1. Kumai Y, Ogata N, Yumoto E. Epithelial-myoepithelial carcinoma in the base of the tongue: a case report. Am J Otolaryngol Head Neck Surg.2006;27: 58-60.
2. Chetty R. Intercalated duct hyperplasia: possible relationship to epithelial-myoepithelial carcinoma hybrid tumours of salivary gland. Histopathology. 2000;37:260-3.
3. Senis L, Sahuquillo E, Davó R, Hamad P, Floria LM, Baquero M. Carcinoma epitelial-mioepitelial de glândulas salivales: comportamiento, diagnóstico y tratamiento. Med Oral. 2002;7:391-5.
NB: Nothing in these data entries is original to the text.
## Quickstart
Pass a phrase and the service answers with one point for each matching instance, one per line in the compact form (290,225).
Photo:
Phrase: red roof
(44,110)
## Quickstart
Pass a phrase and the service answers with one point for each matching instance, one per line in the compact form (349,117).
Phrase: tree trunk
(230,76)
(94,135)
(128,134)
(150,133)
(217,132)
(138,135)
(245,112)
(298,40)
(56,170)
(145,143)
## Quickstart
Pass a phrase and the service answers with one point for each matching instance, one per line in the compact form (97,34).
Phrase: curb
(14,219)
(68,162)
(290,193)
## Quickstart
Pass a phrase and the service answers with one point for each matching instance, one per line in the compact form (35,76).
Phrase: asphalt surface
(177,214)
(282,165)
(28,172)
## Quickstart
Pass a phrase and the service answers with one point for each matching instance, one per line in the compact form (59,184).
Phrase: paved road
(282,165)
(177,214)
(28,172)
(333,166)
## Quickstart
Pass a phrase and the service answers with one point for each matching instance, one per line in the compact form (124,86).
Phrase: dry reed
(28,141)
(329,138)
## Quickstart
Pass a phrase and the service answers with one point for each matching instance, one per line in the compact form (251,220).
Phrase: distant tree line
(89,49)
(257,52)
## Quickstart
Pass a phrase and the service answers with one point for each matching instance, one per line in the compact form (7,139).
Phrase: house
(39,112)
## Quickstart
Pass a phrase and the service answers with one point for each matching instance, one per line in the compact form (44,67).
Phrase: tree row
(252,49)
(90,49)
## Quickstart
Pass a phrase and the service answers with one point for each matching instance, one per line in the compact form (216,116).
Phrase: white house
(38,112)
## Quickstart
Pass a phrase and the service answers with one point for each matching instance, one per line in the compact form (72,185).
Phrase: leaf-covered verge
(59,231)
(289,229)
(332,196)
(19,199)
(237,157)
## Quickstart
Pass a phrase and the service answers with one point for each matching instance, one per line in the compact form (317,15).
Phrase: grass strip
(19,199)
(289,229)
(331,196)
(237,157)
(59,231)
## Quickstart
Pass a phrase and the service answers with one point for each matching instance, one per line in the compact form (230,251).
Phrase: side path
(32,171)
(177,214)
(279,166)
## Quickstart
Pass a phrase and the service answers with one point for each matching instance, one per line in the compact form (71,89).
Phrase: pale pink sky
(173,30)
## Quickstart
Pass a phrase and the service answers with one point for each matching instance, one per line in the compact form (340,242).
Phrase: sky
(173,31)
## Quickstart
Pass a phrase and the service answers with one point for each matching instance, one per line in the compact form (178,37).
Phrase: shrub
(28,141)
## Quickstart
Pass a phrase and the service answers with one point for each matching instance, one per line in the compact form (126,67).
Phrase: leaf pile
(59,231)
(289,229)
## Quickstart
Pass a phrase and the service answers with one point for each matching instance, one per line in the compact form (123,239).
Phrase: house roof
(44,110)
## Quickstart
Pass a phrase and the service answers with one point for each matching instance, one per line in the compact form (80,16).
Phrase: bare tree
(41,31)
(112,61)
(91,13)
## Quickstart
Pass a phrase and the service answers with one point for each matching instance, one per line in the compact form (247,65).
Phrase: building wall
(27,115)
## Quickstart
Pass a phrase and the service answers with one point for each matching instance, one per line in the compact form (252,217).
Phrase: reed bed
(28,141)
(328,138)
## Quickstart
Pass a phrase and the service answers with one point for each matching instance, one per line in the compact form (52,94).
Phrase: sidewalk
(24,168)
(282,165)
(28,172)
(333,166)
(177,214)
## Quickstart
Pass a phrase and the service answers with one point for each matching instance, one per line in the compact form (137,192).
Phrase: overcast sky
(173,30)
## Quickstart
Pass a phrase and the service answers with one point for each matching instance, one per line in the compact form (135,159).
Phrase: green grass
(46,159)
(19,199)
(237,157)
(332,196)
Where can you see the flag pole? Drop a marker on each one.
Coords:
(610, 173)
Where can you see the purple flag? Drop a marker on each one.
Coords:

4. Grenko RT, Abendroth CS, Davis AT, Levin RJ, Dardick I. Hybrid tumors or salivary gland tumors sharing common differentiation pathways? Reexamining adenoid cystic and epithelial-myoepithelial carcinomas. Oral Surg Oral Med Oral Pathol Oral Radiol Endod. 1998;86:188-95.
5. Seethala RR, Barnes EL, Hunt JL Epithelial-myoepithelial carcinoma. A review of the clinicopathologic spectrum and immunophenotypic characteristics in 61 tumors of the salivary glands and upper aerodigestive tract. Am J Surg Pathol. 2007;31:44-57.
6. Yamada H, Kawaguchi K, Yagi M, Morita Y, Mishima K, Uno K, et al. Epithelial-myoepithelial carcinoma of the submandibular gland with a high uptake of 18F-FDG: a case report and image diagnosis. Oral Surg Oral Med Oral Pathol Oral Radiol Endod. 2007;104:243-8.